モナコは後半も攻め続け、ようやく70分に追いつく。双方とも勝ち越し点を奪えないまま、90分が過ぎた。
■PK戦で次々失敗したモナコを下したスタッド・ド・ランス
試合はPK戦となる。両チームともPK戦を苦手としている。先蹴のモナコ、カイオ・エンリケのシュートはGKのエフバン・ディウフに簡単に止められる。スタッド・ド・ランスのトップは中村敬斗、GKの逆を突いて成功させる。モナコは2人目も失敗、スタッド・ド・ランスは2人目も成功させる。2本ビハインドのモナコは3人目も失敗してしまう。スタッド・ド・ランスの3人目も失敗してしまい、4人目以降の勝負となったが、4人目は両チームとも成功、ディアキテのシュートが成功した瞬間にスタッド・ド・ランスのベスト16入りが決まり、モナコは昨年同様ベスト16決定戦のPK戦で敗退したのである。
■後半アディショナルタイムに追いついたマルセイユ、PK戦でリールに敗れる
マルセイユはリーグ戦の前半戦でマルセイユは2位、リールは5位、ベスト16決定戦きっての好カードとあり、マルセイユの本拠地のベロドロームには6万人以上の観客が集まった。名門同士の戦いであるが、フランスカップでの顔合わせは1997年以来、28年ぶりとなる。試合はファンの大歓声に後押しされたマルセイユが優勢に試合を進める。リールのGKビト・マンノーネはスーパーセーブを繰り返し、マルセイユの先制点を許さない。マンノーネの壁を破ったのは38分、マルセイユのニエル・モーペイがゴールを決めたが、その前のプレーでハンドがあったことで取り消される。

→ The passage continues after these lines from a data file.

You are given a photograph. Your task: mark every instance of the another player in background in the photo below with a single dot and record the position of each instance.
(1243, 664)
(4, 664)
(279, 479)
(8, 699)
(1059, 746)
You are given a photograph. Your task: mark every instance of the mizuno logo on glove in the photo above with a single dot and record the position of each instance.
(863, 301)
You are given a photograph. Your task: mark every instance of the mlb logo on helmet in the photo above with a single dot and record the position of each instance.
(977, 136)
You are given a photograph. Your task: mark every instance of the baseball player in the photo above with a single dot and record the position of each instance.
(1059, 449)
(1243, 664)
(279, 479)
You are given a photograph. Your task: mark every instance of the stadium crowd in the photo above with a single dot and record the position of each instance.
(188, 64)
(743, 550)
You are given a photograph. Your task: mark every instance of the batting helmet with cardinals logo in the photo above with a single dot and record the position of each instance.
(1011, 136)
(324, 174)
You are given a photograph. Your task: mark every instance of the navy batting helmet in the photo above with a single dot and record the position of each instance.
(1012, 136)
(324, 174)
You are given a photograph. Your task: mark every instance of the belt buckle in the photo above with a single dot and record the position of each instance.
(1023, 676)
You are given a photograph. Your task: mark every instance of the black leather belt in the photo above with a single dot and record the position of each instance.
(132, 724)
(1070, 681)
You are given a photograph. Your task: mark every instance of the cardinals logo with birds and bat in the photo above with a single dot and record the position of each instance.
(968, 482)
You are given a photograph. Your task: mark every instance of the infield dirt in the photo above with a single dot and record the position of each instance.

両チーム無得点で折り返した後半、開始早々にリールのミッチェル・バッカーがシュートを決めるがこれもハンドで認められない。双方、ハンドでゴールが認められなかったが、先制点は69分のリール、ハコン・アルナル・ハラルドソンがクロスボールを決めた。1点を追うマルセイユは後半アディショナルタイムの96分、ルイス・アンリケが同点ゴールを決めて、PK戦に持ち込む。PK戦では後蹴のリールは4人が連続させて成功、先蹴のマルセイユは2人目と5人目が失敗し、リールがマルセイユを下した。